Computing — the process of using computers to solve real-world problems — has revolutionized our modern world.
From the earliest computers in the last few centuries to Enigma code-breaking WW2-era computers, to the invention of transistors and integrated circuits in the latter half of 20th century, to the networking stack that made the internet possible, the history of computing hardware has come a long way.
However, there is another technology that is currently brewing that is promising to revolutionize our understanding of the world and thrust computing into the next stage of evolution: quantum computing.

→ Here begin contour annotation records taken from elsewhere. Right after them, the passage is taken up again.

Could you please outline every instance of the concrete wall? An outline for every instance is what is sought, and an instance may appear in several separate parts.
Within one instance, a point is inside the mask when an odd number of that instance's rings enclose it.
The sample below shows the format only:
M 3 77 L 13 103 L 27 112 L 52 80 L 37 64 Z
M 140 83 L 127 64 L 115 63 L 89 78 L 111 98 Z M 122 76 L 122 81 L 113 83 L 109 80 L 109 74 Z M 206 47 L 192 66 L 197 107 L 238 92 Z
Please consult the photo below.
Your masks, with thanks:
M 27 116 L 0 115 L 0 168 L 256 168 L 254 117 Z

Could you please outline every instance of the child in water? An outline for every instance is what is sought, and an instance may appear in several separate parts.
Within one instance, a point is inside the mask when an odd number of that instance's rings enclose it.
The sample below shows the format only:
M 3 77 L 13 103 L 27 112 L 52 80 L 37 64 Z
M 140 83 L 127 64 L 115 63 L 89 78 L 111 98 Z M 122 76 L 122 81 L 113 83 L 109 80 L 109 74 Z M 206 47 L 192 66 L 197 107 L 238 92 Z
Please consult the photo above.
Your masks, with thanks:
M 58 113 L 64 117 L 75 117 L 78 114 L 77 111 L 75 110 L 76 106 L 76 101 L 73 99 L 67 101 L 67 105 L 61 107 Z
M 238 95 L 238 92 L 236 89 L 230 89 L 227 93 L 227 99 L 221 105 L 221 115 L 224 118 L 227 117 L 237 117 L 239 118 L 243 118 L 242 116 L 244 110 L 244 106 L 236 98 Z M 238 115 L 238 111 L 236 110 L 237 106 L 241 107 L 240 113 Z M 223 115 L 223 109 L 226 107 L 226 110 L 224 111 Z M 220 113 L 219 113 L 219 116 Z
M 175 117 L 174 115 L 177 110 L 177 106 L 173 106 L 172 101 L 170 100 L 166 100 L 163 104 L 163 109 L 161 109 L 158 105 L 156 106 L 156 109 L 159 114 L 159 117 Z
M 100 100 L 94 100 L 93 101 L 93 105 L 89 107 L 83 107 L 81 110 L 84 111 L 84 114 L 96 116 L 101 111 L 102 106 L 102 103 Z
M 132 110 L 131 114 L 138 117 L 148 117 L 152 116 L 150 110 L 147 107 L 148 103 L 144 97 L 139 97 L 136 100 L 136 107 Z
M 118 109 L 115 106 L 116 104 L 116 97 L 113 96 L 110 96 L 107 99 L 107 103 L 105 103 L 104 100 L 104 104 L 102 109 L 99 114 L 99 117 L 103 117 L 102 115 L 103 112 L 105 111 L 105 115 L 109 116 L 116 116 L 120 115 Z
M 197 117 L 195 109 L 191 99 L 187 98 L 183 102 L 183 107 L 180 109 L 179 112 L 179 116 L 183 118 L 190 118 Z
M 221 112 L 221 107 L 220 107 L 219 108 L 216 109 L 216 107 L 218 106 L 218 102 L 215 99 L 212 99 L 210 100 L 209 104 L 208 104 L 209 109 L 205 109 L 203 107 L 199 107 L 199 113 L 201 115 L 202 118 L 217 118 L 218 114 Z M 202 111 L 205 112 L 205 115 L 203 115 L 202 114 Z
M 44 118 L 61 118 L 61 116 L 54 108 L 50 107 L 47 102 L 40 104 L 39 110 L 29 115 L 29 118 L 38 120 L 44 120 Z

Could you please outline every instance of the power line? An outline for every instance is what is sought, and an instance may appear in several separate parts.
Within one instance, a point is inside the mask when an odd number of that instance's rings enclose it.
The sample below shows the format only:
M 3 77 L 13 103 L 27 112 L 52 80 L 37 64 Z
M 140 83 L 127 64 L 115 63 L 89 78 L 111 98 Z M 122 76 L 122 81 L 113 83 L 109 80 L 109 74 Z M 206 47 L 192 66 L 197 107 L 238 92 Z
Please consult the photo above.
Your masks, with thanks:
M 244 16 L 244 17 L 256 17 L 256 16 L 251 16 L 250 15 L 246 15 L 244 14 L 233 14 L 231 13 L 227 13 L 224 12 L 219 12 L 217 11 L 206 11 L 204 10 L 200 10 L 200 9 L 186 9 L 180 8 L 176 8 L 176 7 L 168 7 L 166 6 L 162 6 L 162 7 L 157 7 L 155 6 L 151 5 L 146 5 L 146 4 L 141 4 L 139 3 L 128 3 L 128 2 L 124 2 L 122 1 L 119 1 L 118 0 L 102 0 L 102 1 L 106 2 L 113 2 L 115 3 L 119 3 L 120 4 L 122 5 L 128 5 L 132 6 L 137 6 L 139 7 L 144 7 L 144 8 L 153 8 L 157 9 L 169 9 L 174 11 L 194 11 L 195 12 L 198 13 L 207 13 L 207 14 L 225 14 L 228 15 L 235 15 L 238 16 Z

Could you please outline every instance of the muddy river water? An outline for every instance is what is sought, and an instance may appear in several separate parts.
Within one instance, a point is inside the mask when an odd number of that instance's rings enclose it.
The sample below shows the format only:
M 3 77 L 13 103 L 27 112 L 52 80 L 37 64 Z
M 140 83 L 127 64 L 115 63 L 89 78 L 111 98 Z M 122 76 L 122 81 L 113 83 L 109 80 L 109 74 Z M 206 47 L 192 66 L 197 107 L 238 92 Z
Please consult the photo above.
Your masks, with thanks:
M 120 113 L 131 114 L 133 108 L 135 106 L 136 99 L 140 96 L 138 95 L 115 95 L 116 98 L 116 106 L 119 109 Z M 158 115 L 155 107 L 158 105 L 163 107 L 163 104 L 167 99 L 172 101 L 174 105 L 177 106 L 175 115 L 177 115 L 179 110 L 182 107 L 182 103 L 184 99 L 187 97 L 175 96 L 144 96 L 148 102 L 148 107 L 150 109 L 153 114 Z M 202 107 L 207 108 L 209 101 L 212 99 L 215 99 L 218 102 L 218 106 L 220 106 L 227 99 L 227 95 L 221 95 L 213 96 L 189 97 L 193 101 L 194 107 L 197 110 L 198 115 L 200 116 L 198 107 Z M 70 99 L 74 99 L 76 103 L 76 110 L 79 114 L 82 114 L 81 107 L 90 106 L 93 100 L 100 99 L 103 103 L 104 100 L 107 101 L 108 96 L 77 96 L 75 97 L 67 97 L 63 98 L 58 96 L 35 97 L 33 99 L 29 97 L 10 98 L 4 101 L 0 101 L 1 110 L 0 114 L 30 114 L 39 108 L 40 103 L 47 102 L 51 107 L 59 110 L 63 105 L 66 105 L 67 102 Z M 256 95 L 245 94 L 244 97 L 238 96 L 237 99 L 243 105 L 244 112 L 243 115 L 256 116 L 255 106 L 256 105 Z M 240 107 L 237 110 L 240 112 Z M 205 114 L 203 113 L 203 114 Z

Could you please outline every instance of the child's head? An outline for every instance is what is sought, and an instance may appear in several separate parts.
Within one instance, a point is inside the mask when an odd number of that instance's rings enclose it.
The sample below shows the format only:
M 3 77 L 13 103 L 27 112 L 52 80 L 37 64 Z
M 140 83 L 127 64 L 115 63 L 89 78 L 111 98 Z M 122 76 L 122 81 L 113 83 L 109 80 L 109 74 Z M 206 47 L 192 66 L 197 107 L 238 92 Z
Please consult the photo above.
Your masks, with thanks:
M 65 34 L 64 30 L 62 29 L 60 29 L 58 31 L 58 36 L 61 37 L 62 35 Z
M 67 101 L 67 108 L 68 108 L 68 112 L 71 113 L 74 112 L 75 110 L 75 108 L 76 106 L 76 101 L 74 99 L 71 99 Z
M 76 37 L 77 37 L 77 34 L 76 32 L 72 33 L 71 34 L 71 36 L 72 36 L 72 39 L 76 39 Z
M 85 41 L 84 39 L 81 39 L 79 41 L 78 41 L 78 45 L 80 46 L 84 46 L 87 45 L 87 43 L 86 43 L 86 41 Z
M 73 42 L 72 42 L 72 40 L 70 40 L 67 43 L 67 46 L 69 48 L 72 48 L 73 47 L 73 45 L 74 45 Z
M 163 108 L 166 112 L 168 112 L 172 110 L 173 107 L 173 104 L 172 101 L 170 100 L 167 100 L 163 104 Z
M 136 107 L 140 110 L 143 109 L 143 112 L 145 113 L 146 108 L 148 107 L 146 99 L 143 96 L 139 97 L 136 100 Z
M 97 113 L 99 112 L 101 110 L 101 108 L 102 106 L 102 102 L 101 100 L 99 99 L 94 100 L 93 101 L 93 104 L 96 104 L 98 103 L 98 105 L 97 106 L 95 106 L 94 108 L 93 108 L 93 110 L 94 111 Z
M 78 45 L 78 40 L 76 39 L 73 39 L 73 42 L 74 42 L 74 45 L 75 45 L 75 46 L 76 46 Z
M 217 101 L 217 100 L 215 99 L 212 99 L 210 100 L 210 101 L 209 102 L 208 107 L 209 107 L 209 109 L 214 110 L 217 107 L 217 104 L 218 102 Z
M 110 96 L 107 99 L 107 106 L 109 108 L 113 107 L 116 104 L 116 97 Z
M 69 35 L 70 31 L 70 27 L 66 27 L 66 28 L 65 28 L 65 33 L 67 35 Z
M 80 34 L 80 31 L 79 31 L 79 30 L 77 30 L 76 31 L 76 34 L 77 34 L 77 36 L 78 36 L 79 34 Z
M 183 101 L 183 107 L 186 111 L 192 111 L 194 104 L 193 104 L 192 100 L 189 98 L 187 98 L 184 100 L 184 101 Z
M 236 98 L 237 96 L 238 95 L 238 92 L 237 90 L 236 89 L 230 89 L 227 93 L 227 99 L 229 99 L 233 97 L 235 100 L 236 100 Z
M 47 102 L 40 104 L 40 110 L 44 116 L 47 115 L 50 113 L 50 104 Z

What is Quantum Computing?
At its core, quantum computing harnesses the principles of quantum mechanics — a branch of physics that deals with phenomena on a microscopic scale, where the classical laws of physics no longer apply. Quantum physics will unlock new possibilities for computational capabilities, potentially solving problems that have long eluded classical (silicon-based) computers.
Unlike classical computers, which process information in bits (0s and 1s), quantum computers leverage quantum bits, or qubits. These qubits possess a remarkable property known as superposition; they can exist in a state of 0, 1, or — astonishingly — both simultaneously. This characteristic allows quantum computers to process a vast amount of information at the same time, making them exponentially more powerful for certain tasks compared to their classical counterparts.
Another key concept in quantum computing is entanglement – a phenomenon where pairs or groups of qubits become interconnected such that the state of one qubit directly influences the state of another, regardless of the distance between them. This “spooky action at a distance,” as Einstein famously called it, enables quantum computers to perform complex calculations with incredible speed and accuracy.

The Potential
The potential of quantum computing lies in its ability to solve problems that are currently intractable for classical computers. For instance, in the field of cryptography, quantum computers could crack encryption codes that would take classical computers millions of years to break. This raises both exciting possibilities and significant concerns, especially regarding data security and privacy — there’s a theory that claims all our current encryption standards would be rendered useless if a strong, reliable and fast quantum computer ever came to life.

The Challenge
Despite its promise, quantum computing is still in its infancy. While tech giants like IBM, Google and Microsoft are making significant strides, building a fully functional and error-free quantum computer remains a complex engineering challenge. One of the primary obstacles is qubit stability — qubits are highly sensitive to their environment, and even the slightest interference can cause errors, a problem known as quantum decoherence.
Moreover, quantum computers require extremely cold temperatures to function, often close to absolute zero in Kelvin (a unit of measure based on absolute zero, the coldest possible measurement) which makes them difficult and expensive to maintain. The field also faces a talent shortage, with a high demand for specialists who understand both quantum mechanics and computer science.

The Future
The future looks promising and bright for quantum computing, with billions of dollars being poured into its research and development by the biggest technology corporations. Quantum computing combines the incredibly complex specialties of Computer Science, Material Science, Quantum Physics and a whole host of Cryogenic Computing fields.
This is a field that will only grow leaps and bounds in the coming decades, and the technical talent shortfall is only set to grow. Therefore, anyone who is looking to get into any of the above fields will have the opportunity to interface with this incredibly promising field of quantum computing, which has the immense potential to solve the most pressing problems of the 21st century.